Marshmission took a needed change of pace when we docked the Wetland Wanderer at the Houma Municipal Marina and then came home to Baton Rouge to edit the thousands of pictures that I have accumulated since last November. Sue and I also needed to do some research. A break from the summer heat, biting deer flies and pesky mosquitoes was very welcome, especially after Sue commented that we could have baked a turkey in the houseboat when the wind die while anchored at Last Island. To my chagrin it cooled off as soon as we got home.
First on my research list was to visit the Vincent A. Forte River and Coastal Engineering Research Laboratory, which is a small-scale physical model of the Mississippi River Delta. This new 1.1 million dollar facility on River Road near LSU is designed to aid in the study of large-scale river diversion as a tactic for coastal restoration and maintenance. By using water and tiny blue particles that represent sand, scientist can do in thirty minutes what it would take a year of watching the Mississippi River flow. That's 100 years in 50 hours.
So they can see what would happen if we make a gap in the river below New Orleans to release fresh water and sediment into the marsh.
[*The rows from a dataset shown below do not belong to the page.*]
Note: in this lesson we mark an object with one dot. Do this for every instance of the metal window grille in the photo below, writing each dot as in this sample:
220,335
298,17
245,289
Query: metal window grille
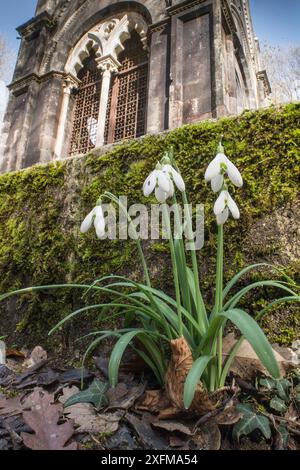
86,108
126,113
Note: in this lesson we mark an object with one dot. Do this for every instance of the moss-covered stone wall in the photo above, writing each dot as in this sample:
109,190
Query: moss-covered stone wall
41,210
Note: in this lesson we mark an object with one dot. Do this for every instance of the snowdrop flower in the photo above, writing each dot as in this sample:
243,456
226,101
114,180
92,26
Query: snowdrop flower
175,177
96,216
220,166
223,206
162,181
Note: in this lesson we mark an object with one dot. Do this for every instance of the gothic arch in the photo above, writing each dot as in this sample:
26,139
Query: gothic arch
107,39
240,27
83,19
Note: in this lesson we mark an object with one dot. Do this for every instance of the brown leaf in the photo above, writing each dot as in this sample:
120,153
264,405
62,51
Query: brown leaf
85,417
208,437
180,364
147,437
37,356
247,364
178,443
10,407
43,420
115,394
228,417
154,401
129,399
14,353
292,414
173,426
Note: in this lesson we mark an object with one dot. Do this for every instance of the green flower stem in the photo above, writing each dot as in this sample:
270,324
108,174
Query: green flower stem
113,198
175,269
185,288
201,309
219,294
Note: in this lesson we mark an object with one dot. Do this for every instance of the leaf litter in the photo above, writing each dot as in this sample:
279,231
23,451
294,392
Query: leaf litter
42,407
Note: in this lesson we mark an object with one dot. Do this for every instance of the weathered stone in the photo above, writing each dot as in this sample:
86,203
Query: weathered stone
203,63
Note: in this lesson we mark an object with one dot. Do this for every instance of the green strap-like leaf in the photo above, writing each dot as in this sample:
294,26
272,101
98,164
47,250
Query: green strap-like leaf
95,394
193,378
250,422
117,354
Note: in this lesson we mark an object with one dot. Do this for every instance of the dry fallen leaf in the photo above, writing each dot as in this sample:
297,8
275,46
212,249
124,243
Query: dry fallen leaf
43,420
180,364
37,356
85,417
247,364
173,426
208,437
10,407
228,417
It's called small scale; the massive model takes up 675-square-foot that represents 3,526 sq miles of delta land. Currently it has three large diversions and seven small ones and can run studies on any combination of these. A diversion is a gap in the levee that lets the muddy waters of the Mississippi enter the bays and marsh before it gets to the tip of southwest pass, the current navigation channel.
Dr. Clint Wilson, assistant professor in LSU's Department of Civil and Environmental Engineering, gave me the tour. After showing me some data on previous tests they have conducted, he cranked up the model and I could see this tiny Mississippi River pushing sediment down stream. He was quick to tell me that this is not a solution, but a method to study possibilities in coastal restoration. They have data for the last thirty-five years of the Mississippi's flow and they use this to run 100-year studies. I was quick to note that 1.1 million dollars for all the data possibilities is a bargain compared to the cost of other studies and Clint agreed saying many others had commented the same.
The model built in France and shipped over here in pieces. It opened last November and will be a definite asset to repairing Louisiana's vanishing coast.